How to set up your data infrastructure

This is a story about how I set up data infrastructure within an engineering-focused organization, from a grassroots perspective.

Setting the stage: I had just started this job and was partially tasked with creating an app using Microsoft Power Apps to automate some administrative tasks. To a non-technical person, Power Apps is amazing. It's a drag-and-drop low/no-code platform where you can create and deploy apps. It has many of the things you require:

Now, that sounds great, you can deploy apps with minimal knowledge, not have to worry about them breaking, and you have an acceptable range of features to work with to make things like forms and basic CRUD apps. It's actually quite impressive how Microsoft managed to take so many varying concepts and make a product that is relatively easy to use.
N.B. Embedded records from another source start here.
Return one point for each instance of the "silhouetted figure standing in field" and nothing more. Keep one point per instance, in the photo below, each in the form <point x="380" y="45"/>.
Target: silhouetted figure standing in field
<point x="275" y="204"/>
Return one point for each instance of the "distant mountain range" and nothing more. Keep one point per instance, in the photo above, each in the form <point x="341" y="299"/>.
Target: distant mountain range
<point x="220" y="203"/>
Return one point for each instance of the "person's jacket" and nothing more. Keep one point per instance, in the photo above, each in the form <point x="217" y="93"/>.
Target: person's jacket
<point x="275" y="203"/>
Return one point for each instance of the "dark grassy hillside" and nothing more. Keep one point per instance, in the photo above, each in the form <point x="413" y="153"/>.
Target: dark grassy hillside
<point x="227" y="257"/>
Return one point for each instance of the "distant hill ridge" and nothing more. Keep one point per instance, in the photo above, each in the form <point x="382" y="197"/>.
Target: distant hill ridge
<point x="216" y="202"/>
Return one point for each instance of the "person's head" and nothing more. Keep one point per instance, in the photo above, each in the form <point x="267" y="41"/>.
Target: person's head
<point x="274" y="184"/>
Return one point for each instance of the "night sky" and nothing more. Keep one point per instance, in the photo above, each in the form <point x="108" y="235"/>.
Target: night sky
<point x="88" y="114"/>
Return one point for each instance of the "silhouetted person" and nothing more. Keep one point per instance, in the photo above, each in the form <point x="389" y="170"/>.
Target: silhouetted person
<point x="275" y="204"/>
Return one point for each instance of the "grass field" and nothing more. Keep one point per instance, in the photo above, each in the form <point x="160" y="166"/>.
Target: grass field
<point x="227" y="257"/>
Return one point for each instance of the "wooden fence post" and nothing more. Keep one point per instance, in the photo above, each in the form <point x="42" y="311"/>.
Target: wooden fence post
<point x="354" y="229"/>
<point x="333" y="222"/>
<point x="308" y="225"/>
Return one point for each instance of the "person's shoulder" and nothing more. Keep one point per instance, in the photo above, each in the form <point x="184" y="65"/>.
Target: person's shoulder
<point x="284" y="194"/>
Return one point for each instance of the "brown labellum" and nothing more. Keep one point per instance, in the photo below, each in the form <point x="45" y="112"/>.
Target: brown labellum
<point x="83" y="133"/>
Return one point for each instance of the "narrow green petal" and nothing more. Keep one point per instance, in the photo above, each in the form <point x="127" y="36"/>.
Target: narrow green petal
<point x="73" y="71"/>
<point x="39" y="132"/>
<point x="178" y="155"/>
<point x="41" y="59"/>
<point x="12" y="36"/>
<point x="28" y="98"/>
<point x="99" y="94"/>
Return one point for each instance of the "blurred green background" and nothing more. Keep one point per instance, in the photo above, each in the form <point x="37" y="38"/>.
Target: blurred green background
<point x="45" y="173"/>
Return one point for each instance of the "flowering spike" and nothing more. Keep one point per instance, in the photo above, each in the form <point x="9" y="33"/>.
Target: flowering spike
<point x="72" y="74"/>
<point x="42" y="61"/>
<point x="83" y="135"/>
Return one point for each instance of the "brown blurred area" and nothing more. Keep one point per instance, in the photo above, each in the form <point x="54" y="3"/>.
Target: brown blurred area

And here's why you shouldn't use Power Apps: Power Apps is certainly another tool to use in the right case, but like its cousin Excel, if every problem is a nail, you shouldn't have Power Apps be your only hammer. We all have seen really smart people create really impressive Excel sheets. It is a tried and true tool, and people often reach for it, even as problem complexity increases. Power Apps solves many things Excel does. Imagine 20 people trying to add their name and info to a spreadsheet at the same moment; use a form, it's easier.

You all didn't come here to read about Excel vs Power Apps, and that's not the point of this post. However, the difference between the two and the hidden complexity between them serve as a really good lesson. Many of the challenges I faced when setting up infrastructure were human ones. People cling to tools they have spent hours learning and have used to solve many of their problems, and there is often a more optimal way of operating. Here's how I navigated that problem.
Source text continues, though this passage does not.